Well said Charles. I saw all the comments and I thought they were well written and as you said, just stated the obvious. The obvious also being that as far as I know, April is the only 'new' fish store that has opened in the lower mainland in the last year and I can think of at least 4 that have gone out of business so the numbers speak for themselves


----------



## April (Apr 21, 2010)

Yep. Lots closing and I also hear of lots who owe a lot of money to suppliers .. 
My shop has no employees, and my lease is low and I have income coming in monthly from my old store . 
I'm just keeping busy till retirement age .


----------



## Kimrocks (Aug 30, 2011)

Just a thought - if you really want to get your feet wet and want the experience - 

Why not approach it like you are leading a Group buy? 

If the variety is interesting and pricing very competitive - there may be people willing to pay a small deposit to secure the livestock.


----------



## mikebike (Sep 8, 2010)

Most busnines I know of that have become sucessful are the ones who cary more than one line.

If you have livestock then it is only logical(hopefully)
that you would have:
Food
tanks
pumps 
filter
heaters etc

Other businesses have survied by offering set up/moving and maintaining tanks.

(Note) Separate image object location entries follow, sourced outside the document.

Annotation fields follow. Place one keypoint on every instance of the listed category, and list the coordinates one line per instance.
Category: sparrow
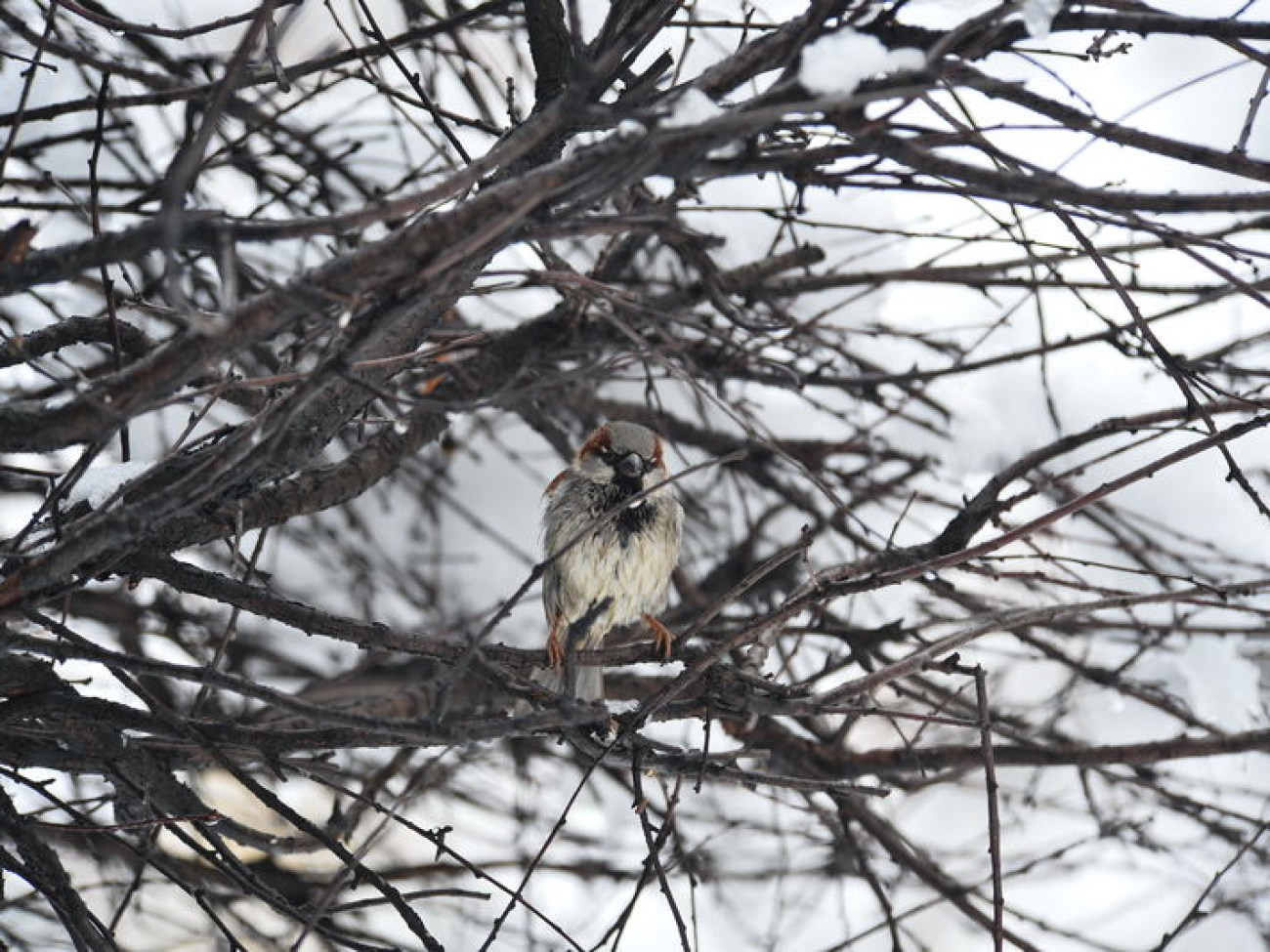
(610, 551)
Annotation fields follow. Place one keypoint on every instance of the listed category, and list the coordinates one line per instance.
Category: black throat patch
(631, 519)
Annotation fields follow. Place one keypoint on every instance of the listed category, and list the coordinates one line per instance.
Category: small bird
(610, 554)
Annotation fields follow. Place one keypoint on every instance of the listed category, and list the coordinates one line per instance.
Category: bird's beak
(631, 466)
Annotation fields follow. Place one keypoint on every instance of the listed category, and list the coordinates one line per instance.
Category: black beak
(631, 466)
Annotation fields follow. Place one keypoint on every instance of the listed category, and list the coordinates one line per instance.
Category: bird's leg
(555, 646)
(663, 636)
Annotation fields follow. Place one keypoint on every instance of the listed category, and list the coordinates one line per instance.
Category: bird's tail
(588, 681)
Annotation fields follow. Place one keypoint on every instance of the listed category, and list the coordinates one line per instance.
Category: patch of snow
(834, 64)
(100, 482)
(1039, 16)
(631, 128)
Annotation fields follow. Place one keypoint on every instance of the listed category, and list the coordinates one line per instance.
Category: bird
(611, 532)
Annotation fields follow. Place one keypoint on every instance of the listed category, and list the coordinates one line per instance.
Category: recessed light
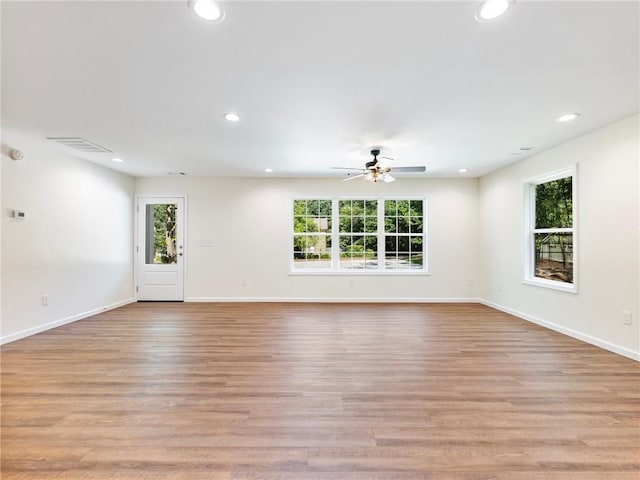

I wish you well and sucess


----------



## stratos (Apr 21, 2010)

My advice would be to partner up with existing fish stores on the island. Perhaps you could set yourself up as a quarantine/holding facility for one or more stores? WC SAmericans often need quarantine and/or treatment for parasites before they can be sold. If you have the tank space and expertise to do that, you might be able to pay off your hobby expenses by offering the service to local stores. 

On a side note to moderators - shouldn't this thread be moved to another section of the forum?


----------